S2: Silent Storm Retrospective

Rock, Paper, Shotgun has published a retrospective article on S2: Silent Storm, a tactical turn-based strategy set in an alternative slightly sci-fi version of World War II that was developed by the team at Nival Interactive. The way the game handled its destructible environments seems to be an aspect that particularly impressed the writer of the piece:

It relies entirely, then, on its tactical combat, and while I could praise the fetching, varied, and detailed environments this takes place in, the truth is that the appeal comes not from admiring but from absolutely demolishing them.

If you never really took advantage of the destructible buildings in UFO, and were perhaps baffled by how passionately some players celebrate them, Silent Storm will convert you. Every bullet leaves a permanent mark, and rarely only one. Everything breaks. Windows crack and shatter all round, furniture splinters noisily as doors are torn apart by gunfire and tables crushed by tumbling bodies. Floorboards are blasted apart, walls gradually fill with holes then give way. Clouds of dust kick up in the wake of huge explosions that rip open entire buildings across multiple floors. You know those WW2 films where the houses and cafés are already bombed out, and lurking soldiers make do with sheltering behind whatever’s left? You get to cause that. There’s a little faint guilt and horror, but the sheer joy of blasting is simply irresistible, and even for stealthy approaches the tactical benefits are too many.
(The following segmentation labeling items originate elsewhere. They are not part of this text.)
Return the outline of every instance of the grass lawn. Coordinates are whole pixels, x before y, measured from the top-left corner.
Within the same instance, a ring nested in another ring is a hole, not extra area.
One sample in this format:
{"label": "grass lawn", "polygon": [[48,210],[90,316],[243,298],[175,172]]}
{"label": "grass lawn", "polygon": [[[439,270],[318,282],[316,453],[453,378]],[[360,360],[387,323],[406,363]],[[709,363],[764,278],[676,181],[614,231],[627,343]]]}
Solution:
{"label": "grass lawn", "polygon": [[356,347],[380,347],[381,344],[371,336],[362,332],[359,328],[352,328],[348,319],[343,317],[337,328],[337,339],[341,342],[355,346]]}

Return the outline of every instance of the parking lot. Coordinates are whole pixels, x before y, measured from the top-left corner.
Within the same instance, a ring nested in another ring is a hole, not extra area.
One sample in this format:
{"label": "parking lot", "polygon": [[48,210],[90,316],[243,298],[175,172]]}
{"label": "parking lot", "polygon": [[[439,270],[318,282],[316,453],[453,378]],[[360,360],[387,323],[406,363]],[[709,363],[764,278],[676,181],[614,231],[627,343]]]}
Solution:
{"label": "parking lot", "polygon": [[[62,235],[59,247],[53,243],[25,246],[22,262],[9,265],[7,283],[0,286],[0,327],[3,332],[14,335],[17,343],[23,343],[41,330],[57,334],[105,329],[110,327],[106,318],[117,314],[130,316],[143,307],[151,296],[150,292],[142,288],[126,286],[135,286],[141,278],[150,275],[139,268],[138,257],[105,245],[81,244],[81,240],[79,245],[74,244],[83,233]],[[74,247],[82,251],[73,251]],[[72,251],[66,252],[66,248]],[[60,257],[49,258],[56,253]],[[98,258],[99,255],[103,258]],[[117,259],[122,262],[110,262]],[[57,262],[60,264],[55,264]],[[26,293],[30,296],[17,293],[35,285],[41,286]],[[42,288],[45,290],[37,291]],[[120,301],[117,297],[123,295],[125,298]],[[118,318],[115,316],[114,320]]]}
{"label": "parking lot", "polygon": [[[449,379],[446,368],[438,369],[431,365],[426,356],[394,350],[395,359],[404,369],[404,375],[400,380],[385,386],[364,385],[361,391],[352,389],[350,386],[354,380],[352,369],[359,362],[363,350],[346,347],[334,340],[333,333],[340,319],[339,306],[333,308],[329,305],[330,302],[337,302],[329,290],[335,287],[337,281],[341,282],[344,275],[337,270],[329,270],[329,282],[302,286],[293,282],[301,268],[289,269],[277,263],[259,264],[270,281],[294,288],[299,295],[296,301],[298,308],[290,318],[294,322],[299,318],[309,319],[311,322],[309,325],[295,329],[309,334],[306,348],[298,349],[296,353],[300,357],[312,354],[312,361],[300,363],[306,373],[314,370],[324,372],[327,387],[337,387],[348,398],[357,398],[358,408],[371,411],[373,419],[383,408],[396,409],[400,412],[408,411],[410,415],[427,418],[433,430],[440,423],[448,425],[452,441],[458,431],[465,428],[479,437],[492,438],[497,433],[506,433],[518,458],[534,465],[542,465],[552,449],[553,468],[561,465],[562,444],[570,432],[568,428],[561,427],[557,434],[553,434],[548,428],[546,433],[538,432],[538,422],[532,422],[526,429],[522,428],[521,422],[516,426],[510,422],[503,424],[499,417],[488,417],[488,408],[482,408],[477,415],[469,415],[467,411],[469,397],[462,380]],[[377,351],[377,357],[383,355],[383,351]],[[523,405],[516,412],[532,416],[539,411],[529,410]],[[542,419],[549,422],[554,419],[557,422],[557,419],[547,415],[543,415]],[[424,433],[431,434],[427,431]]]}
In contrast to the relatively clean and predictable boardgame-inspired approach taken by Firaxis’ XCOM, Silent Storm favours a simulationist approach to shooting. Instead of a binary hit/miss dictated by dice, each shot fired is an entity in the world. A bullet fired at a soldier might hit the crumpled body in front of your prone shooter. It might hit someone next to him. It might put a hole in a door, or go straight through his belly (causing him to reflexively squeeze off a round and topple off a balcony) and shatter a window, then hit a stash of explosives and blow away half the building. I’ve watched a patrolman take a potshot at my scout and miss, but the sniper I’d hidden behind her was blinded by the ricochet.